Когда Янис уложил Дзинтру на покрытую промасленной одеждой лежанку, его вновь опьянил горький запах ее волос.
— Янис… — шепнула она ему на ухо, — Янис, я знала, что так будет…
Жизнь началась для Яниса как будто заново. Каждый день занимался по-новому, и вечера и ночи были непохожи один на другой. Дзинтра была с ним везде — всегда, даже когда водила свой троллейбус. Янис теперь часто ездил на троллейбусе. Купил пачку билетов со спичечный коробок и ездит. И никто ничего не подозревает! А знают ли люди, толпящиеся у двери, что Дзинтра так часто поглядывает в зеркало, чтобы поймать взгляд Яниса… что она теперь видит только Яниса и светофоры на углах… Но где пассажирам это знать, вот они и жмутся у двери так, что порой взгляд Дзинтры исчезает за многоголовой стеной пассажиров.

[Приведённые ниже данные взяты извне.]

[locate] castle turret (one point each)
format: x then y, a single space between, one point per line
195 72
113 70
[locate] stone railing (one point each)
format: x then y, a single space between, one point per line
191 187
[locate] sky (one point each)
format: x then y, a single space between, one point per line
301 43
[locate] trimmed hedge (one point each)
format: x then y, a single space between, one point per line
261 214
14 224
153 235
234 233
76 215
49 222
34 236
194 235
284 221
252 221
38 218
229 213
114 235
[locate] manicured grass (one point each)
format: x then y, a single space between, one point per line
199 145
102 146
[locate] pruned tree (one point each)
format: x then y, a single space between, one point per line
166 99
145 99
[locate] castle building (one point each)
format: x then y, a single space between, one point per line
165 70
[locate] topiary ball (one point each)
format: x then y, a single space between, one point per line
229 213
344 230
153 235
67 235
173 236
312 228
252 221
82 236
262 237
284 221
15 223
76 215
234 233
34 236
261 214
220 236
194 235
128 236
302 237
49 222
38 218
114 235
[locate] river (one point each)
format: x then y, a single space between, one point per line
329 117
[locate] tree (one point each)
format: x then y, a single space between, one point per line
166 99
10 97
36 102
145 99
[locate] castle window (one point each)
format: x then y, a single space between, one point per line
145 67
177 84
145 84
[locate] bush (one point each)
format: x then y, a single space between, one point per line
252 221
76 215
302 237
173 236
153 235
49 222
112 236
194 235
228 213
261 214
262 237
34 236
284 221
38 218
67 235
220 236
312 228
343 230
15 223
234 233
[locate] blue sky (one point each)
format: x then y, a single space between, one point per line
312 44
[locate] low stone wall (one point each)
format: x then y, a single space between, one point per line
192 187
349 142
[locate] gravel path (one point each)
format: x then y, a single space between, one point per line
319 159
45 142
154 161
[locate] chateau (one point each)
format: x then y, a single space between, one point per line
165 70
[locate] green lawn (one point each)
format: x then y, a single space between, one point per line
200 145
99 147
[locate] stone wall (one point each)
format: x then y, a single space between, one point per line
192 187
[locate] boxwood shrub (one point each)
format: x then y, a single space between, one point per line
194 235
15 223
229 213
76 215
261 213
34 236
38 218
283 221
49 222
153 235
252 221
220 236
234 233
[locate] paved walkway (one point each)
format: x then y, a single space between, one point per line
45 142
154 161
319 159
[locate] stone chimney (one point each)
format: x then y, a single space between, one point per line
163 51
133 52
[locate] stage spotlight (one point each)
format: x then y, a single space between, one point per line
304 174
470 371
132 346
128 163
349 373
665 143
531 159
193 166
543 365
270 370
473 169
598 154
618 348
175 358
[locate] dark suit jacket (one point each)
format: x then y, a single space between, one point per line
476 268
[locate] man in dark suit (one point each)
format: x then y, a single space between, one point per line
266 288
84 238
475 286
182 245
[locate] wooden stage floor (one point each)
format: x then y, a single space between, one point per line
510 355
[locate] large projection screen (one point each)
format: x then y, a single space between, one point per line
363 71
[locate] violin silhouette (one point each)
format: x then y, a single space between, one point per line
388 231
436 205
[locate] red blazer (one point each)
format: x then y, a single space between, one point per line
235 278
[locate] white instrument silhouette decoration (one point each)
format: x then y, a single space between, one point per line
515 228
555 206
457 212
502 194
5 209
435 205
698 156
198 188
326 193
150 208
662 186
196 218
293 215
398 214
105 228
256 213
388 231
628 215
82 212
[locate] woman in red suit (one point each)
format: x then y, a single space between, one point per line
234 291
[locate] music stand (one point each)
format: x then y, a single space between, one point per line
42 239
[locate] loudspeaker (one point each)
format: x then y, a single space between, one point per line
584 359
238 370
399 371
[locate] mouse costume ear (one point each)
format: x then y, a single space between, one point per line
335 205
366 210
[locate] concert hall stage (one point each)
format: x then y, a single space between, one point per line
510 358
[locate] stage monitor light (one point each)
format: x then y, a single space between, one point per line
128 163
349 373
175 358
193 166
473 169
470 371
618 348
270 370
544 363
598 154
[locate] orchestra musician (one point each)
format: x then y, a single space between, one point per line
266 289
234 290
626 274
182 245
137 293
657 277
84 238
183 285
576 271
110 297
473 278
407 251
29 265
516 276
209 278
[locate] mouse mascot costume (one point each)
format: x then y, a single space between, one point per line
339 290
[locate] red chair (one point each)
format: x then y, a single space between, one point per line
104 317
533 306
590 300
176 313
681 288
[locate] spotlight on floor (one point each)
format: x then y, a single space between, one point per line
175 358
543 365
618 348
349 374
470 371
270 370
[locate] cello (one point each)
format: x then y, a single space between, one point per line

Как-то дождливым вечером в троллейбус села Паула. Встряхивая мокрыми волосами, она стояла среди пассажиров, и нос ее дрожал, как у загнанного зверька. Уловив взгляд Яниса, она прикрыла глаза. Потом нашарила в тесноте его локоть.
Вылезли на следующей остановке. Над улицей колыхались дождливые сумерки, фонари еще не зажгли, и дождь такой же сумеречный, как вечер. Долго они шли молча, Янису это наконец надоело, и он заговорил, не пытаясь ничего скрывать:
— Ты все еще к нему ходишь… к этому Казимиру?
В такт тихому плеску дождя постукивание ее каблуков звучало молоточком по наковальне. Но вот ритм нарушился, и Паула остановилась.
— Хожу, Янис… Не хочу, но хожу.
— Не надо бы тебе это делать.
— Я пыталась… — похоже, что сейчас Паула начнет оправдываться, запираться, врать, но она, подняв голову и взглянув Янису в глаза, тихо сказала:
— Каждый раз мне кажется, что это последний.
— Ха!.. — крякнул Янис.
В голове его была какая-то чехарда. Словно далекий гром перекатывалась приближающаяся злость.
— Эх ты, Паула, Паула… Потому-то и коньяком балуешься?..
Паула грустно кивнула.
— А мне кажется, что твое несчастье с Ильзой чему-то тебя научило… — Она стронулась с места, и Янис пошел рядом.
Неожиданно Паула вновь остановилась и схватила Яниса за лацканы. Как маленький ребенок смотрела она на Яниса широко раскрытыми глазами, моля:
— Пойдем со мной, Янис. Ты сильный, он тебя испугается. — В лицо Янису ударило ее дыхание. Запах коньяка и слез. — Он трус, Янис. Когда ты сгребешь его за шиворот, он… — Сильные пальцы Паулы потянули его вперед. — Ты поможешь мне, Янис! Если ты мужчина, ты должен мне помочь! Он сразу все поймет… Тебе не придется драться, Янис, нет!.. Ну, разве что раз-другой — и он тут же заскулит.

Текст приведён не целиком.